Introduction

What is in this hand-in?

I chose to submit an automated tool to aid architectural recovery as a hand-in. The full source code and documentation are available on github. For an intro on how to use it, see the last section, Reproduction.

If we look at a software repository as a data source, we have two obvious tree structures, the abstract syntax tree (AST) for script files, and the file hierarchy of the repository as a whole. With data.tree and igraph, R has two mature packages to handle tree and graph structures. Furthermore, tidygraph and ggraph are recent packages for graph manipulation and visualization that follow the tidy data principles and layered grammar of graphic for manipulation and visualization of graphs. Last but not least, reticulate offers an interface to call python code and convert python objects to R objects. My goal for this project was test whether these packages could be combined to automatically generate insightful architectural views from python repositories. For the visualizations in this report, the file hierarchy was used directly as a graph, while the AST was used only indirectly to construct a dependency graph.

What is the system?

The Zeeguu-Api repository is used as an example here to demonstrate the tool. From the project website:

Zeeguu-API is an open API that allows tracking and modeling the progress of a learner in a foreign language with the goal of recommending paths to accelerate vocabulary acquisition. The API is also currently deployed as the backend for the zeeguu.org website.

What is the problem?

I would like to find out what internal dependencies exist between modules in the project, i.e. produce a usage-dependency view. Furthermore, I produced some explorative visualizations to get a quick overview on how the repository is structured.

Methodology

Tool support:

I wrote my own scripts and released them under MIT license on github. Beyond the R dependencies that are specified in the DESCRIPTION file, I used maligree/python-ast-explorer for parsing python AST into data structures.

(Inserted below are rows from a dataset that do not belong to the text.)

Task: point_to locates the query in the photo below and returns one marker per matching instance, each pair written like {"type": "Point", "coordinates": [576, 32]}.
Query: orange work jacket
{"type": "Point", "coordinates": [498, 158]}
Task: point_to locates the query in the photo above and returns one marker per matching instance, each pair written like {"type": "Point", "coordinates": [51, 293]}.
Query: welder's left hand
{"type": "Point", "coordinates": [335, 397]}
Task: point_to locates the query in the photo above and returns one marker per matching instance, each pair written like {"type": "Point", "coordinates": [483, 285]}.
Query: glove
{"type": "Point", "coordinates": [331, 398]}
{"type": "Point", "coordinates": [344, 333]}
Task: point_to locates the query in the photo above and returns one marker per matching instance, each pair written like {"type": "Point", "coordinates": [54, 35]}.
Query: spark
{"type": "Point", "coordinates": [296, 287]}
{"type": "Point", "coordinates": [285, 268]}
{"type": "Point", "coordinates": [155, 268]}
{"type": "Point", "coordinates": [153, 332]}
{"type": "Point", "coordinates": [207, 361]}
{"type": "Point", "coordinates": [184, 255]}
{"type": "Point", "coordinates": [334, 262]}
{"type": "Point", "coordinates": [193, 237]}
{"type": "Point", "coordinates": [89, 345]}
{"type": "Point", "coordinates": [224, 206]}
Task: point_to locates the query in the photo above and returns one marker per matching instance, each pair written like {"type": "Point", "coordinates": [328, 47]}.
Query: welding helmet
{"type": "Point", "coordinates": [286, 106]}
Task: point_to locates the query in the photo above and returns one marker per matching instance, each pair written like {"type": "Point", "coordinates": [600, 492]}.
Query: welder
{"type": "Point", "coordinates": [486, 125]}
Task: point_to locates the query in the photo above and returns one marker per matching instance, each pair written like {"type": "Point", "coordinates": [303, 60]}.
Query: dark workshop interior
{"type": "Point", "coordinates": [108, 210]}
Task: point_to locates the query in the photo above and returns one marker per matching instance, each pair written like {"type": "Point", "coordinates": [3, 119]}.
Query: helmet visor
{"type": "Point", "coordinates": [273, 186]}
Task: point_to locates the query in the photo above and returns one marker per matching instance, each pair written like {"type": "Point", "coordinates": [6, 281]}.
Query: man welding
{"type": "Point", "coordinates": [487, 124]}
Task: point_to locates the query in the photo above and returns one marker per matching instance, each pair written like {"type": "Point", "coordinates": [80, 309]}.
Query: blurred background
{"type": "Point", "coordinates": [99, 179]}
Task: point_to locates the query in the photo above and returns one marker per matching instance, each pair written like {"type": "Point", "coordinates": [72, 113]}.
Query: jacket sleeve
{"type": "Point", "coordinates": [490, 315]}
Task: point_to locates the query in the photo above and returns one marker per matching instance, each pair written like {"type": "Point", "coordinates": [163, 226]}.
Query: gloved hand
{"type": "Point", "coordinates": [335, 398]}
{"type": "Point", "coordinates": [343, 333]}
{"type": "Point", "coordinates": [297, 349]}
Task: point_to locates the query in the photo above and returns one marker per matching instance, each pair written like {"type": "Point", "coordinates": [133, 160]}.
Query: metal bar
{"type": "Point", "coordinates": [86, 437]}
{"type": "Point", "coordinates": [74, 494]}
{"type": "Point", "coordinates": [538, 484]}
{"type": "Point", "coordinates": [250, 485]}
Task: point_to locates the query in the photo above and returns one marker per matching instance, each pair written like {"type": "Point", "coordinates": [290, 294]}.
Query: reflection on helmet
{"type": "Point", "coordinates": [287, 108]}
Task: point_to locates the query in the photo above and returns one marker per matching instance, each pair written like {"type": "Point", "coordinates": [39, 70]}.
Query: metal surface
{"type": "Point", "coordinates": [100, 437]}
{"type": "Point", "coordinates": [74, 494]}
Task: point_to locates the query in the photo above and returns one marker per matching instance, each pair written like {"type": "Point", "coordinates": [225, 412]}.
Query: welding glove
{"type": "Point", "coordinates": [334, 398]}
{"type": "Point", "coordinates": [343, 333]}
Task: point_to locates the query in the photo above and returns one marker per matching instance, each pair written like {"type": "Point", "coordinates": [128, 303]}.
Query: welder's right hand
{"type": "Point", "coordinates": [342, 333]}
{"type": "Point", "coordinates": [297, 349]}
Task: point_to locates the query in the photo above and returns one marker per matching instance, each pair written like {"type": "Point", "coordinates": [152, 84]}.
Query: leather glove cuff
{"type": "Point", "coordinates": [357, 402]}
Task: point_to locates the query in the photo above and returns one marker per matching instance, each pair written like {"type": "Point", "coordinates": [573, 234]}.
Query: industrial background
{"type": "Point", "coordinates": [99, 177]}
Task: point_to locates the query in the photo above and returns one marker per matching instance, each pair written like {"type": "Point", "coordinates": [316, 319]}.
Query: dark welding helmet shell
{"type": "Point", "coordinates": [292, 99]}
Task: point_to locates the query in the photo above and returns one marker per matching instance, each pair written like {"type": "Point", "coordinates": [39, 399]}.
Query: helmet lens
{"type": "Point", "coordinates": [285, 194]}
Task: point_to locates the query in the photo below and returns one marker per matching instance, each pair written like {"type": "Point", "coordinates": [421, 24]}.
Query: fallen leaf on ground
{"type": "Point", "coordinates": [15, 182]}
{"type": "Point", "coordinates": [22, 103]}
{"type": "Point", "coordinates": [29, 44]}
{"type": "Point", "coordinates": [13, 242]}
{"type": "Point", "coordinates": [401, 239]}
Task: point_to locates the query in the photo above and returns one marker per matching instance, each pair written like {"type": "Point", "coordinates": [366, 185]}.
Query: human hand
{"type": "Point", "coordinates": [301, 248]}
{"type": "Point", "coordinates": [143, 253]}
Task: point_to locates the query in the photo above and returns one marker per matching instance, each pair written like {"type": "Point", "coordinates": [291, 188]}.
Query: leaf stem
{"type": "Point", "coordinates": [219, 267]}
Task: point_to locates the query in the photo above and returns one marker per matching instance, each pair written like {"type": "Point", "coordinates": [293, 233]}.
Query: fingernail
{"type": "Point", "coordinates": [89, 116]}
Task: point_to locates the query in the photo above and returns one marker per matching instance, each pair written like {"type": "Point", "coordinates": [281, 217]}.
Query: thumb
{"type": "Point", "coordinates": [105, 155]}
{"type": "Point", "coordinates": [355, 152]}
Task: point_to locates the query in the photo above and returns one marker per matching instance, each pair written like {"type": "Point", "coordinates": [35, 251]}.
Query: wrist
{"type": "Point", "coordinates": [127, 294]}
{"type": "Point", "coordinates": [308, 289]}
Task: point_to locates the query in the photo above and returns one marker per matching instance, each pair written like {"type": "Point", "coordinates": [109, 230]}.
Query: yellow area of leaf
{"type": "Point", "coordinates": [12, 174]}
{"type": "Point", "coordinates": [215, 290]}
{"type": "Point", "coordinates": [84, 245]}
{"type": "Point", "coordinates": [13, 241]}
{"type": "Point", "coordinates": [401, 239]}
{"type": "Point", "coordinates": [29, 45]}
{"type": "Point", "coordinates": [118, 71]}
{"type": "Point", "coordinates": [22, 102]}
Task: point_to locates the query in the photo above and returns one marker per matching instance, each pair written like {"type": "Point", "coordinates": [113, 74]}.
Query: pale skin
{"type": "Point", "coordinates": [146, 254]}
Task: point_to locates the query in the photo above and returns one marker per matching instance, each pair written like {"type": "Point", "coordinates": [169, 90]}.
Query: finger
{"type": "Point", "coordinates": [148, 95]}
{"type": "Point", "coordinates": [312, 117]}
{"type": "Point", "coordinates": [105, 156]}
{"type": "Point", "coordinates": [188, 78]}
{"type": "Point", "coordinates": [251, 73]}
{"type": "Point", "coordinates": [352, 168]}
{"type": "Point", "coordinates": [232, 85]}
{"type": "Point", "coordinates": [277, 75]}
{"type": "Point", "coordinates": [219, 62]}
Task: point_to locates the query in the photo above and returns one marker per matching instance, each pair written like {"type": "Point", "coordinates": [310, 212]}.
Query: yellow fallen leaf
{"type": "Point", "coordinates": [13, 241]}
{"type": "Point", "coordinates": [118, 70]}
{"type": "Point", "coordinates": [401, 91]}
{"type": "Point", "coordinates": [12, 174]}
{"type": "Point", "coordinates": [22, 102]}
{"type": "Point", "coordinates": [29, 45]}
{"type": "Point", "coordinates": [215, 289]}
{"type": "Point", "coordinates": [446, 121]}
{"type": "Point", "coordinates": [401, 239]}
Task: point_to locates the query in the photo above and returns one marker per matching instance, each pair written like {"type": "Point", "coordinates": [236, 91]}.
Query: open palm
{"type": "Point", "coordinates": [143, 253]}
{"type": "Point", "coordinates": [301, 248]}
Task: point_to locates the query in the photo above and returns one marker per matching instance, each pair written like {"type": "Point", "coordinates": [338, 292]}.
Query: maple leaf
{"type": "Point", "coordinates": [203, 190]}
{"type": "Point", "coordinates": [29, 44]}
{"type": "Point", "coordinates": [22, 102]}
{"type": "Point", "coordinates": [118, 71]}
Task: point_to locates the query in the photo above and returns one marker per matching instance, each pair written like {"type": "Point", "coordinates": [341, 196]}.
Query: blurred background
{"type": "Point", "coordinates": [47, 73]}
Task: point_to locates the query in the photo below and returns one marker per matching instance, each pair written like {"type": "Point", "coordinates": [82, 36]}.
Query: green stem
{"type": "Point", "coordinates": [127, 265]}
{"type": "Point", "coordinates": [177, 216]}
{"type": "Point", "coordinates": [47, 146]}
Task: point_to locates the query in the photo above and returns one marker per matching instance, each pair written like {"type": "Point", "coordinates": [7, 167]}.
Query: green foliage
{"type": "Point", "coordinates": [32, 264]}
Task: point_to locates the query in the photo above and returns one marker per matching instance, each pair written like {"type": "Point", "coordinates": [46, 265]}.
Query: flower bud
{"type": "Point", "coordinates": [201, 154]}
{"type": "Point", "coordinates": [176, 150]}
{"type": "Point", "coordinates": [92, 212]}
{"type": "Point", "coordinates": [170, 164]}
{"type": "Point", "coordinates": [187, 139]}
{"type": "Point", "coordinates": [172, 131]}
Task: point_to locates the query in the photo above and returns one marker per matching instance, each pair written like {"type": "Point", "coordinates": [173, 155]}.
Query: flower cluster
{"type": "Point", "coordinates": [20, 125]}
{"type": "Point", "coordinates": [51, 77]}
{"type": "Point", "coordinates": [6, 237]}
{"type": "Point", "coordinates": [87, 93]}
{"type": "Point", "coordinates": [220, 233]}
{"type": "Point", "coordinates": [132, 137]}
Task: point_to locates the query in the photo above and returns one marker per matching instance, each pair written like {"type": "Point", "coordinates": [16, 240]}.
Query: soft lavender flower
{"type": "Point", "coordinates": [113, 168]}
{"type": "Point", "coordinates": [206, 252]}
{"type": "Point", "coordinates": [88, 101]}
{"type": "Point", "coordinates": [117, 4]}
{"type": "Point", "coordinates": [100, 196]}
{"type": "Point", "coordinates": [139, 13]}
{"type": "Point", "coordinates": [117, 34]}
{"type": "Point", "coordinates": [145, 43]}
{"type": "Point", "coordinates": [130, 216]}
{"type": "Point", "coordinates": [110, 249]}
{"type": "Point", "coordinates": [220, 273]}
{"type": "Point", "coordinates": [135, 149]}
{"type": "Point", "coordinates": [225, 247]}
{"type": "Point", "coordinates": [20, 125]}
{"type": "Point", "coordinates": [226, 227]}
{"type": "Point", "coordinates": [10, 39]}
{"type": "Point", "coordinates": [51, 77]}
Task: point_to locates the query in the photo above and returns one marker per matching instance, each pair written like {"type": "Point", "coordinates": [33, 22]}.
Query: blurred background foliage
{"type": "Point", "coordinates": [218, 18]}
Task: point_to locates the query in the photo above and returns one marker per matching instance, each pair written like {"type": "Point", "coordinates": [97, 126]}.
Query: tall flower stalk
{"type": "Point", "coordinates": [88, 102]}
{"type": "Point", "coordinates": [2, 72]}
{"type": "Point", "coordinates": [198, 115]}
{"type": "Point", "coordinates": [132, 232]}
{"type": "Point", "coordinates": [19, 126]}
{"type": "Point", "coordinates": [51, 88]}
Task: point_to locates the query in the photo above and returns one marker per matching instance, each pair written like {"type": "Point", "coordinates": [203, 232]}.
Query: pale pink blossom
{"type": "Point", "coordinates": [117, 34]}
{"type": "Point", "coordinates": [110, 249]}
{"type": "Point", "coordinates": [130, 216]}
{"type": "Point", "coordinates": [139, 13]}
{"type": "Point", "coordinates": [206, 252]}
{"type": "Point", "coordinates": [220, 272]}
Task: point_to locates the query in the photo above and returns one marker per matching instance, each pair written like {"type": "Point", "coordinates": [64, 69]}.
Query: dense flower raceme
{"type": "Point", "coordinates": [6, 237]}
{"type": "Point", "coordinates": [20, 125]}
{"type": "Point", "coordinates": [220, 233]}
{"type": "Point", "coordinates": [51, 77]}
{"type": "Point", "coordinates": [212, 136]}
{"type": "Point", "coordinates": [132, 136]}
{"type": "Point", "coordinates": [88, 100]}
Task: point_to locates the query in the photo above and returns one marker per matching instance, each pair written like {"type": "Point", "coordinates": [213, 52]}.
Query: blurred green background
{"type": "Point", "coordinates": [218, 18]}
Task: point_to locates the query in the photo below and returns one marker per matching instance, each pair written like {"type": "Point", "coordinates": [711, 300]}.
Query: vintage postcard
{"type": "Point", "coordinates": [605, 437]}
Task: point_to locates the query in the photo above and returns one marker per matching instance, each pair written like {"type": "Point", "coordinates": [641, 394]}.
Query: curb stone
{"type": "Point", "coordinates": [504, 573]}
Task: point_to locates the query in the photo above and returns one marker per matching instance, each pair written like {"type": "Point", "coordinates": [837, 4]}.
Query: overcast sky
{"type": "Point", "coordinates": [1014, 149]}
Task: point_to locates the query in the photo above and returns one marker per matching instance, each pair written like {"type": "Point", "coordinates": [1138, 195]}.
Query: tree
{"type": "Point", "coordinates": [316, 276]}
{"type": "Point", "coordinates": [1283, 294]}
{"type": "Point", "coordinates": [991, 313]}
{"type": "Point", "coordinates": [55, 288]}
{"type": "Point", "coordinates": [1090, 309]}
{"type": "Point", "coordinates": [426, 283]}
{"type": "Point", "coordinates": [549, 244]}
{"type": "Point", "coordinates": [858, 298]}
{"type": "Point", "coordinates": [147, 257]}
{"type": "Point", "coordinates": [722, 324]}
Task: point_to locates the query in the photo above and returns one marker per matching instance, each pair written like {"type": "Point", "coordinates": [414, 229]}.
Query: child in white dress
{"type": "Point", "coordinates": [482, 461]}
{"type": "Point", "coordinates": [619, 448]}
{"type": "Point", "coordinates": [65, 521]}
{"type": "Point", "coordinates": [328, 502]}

The R packages I rely most on, are:

  • 📦reticulate for calling those python scripts from R
  • 📦data.tree for parsing yaml (and directories) into data.tree objects that could then be converted into igraph objects
  • 📦igraph behind the scenes and for implementations of different graph algorithms
  • 📦tidygraph for a tidy interface to manipulate the graphs
  • 📦ggraph for plotting graphs
  • 📦dplyr for data wrangling

To run the code in this document, you need to load the following packages into your R session:

library(Rchitecture)
library(dplyr)
#> 
#> Attaching package: 'dplyr'
#> The following objects are masked from 'package:stats':
#> 
#>     filter, lag
#> The following objects are masked from 'package:base':
#> 
#>     intersect, setdiff, setequal, union

Gathering data

I did a static analysis on the source code from the git repository. The first step was to download the data into a temporary directory:

temp_folder <- tempdir()
zeeguu_path <- paste0(temp_folder, "/zeeguu_api")
git2r::clone(url = "https://github.com/zeeguu-ecosystem/Zeeguu-API.git",
             local_path  = zeeguu_path)
#> cloning into '/var/folders/t6/r8f4swn91n1cl2qw4dg80q4m0000gp/T//RtmpUYumvS/zeeguu_api'...
#> Receiving objects:   1% (50/4938),   24 kb
#> Receiving objects:  11% (544/4938),  128 kb
#> Receiving objects:  21% (1037/4938),  248 kb
#> Receiving objects:  31% (1531/4938),  296 kb
#> Receiving objects:  41% (2025/4938), 1488 kb
#> Receiving objects:  51% (2519/4938), 1536 kb
#> Receiving objects:  61% (3013/4938), 1600 kb
#> Receiving objects:  71% (3506/4938), 1648 kb
#> Receiving objects:  81% (4000/4938), 1712 kb
#> Receiving objects:  91% (4494/4938), 2479 kb
#> Receiving objects: 100% (4938/4938), 2541 kb, done.
#> Local:    master /private/var/folders/t6/r8f4swn91n1cl2qw4dg80q4m0000gp/T/RtmpUYumvS/zeeguu_api
#> Remote:   master @ origin (https://github.com/zeeguu-ecosystem/Zeeguu-API.git)
#> Head:     [70ae25e] 2021-05-25: Update student.py

Knowlegde Inference

As stated previously, my aim was to develop an automatic tool. Thus, the only knowledge inference I used was that I knew from lectures that it is a python project. As can be seen from the code below, the tool can be used iteratively to fine tuning visualizations based on learnings.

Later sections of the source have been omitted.